Caballos sueltos, muerte, desidia

Caballos sueltos, muerte, desidia

Hace unos días, un caballo fue embestido y muerto por un vehículo en la multitrocha de la ruta 22, cerca del aeropuerto. Este martes, otra vez un caballo, pero esta vez el incidente causó la muerte de una persona. Se llamaba Milton Sandoval e iba camino a su trabajo.

Sandoval trabajaba en la cooperativa CALF. En el tramo de la ruta que recorría poco después de las 6,20 de este martes, no había iluminación. Se topó con el caballo, y su automóvil impactó contra el animal. La fuerza del impacto fue tremenda. El auto fue a dar contra la banquina y se detuvo a la vera de las instalaciones de una empresa. Sandoval murió allí.

La cooperativa CALF emitió un comunicado al rato. Dice textualmente:

Hoy, todos quienes estamos de una u otra forma integramos la gran familia de CALF, nos encontramos consternados, tristes, doloridos.

En horas de la mañana, cuando se trasladaba hacia la Cooperativa a tomar su turno, en el sector Conexiones, Milton Javier Sandoval en un inexplicable accidente de tránsito contra un equino falleció, en cercanías del Aeropuerto de esta Ciudad.

El Consejo de Administración, Cuerpo de Delegados y Empleados, lamentamos profundamente la desaparición física de Milton, trabajador de la Cooperativa desde el 2009.

Acompañamos a sus familiares en tan doloroso momento y elevamos una oración por su eterno descanso.
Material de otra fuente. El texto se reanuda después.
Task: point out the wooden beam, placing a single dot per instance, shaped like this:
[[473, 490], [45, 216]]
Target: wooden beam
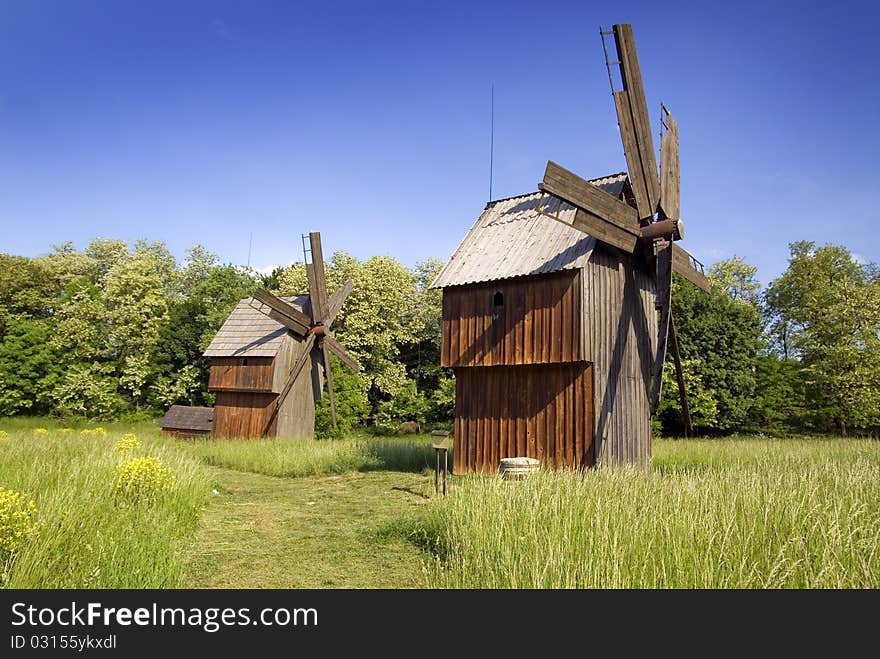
[[294, 319], [328, 375], [337, 299], [664, 304], [604, 231], [579, 192], [334, 346], [631, 75], [681, 263], [291, 379], [670, 177], [318, 280], [679, 375]]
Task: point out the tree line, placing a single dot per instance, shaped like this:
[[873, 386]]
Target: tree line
[[118, 330]]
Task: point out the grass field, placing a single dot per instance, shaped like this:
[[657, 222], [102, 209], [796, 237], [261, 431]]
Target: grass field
[[361, 513]]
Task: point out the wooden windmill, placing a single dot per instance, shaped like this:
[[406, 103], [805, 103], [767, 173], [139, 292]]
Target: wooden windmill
[[649, 226], [267, 357], [557, 305], [313, 328]]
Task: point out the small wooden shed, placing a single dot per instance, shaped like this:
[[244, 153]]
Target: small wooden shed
[[187, 421], [550, 333], [251, 357]]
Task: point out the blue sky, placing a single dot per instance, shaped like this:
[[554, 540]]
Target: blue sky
[[206, 122]]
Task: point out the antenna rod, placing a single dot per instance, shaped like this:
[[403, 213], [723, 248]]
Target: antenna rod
[[491, 138]]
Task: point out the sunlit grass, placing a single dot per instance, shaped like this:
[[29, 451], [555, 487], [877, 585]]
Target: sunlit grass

El accidente, sin embargo, no debería ser “inexplicable”. Se explica por la desidia. Que haya caballos sueltos sobre la ruta, en una zona urbanizada de fuerte tránsito, tiene o debe tener una explicación. Y provocar una acción de la justicia. El hecho debe ser esclarecido y penalizado.

Deberá ser así si, al menos, nos sigue interesando la protección de la vida de los seres humanos.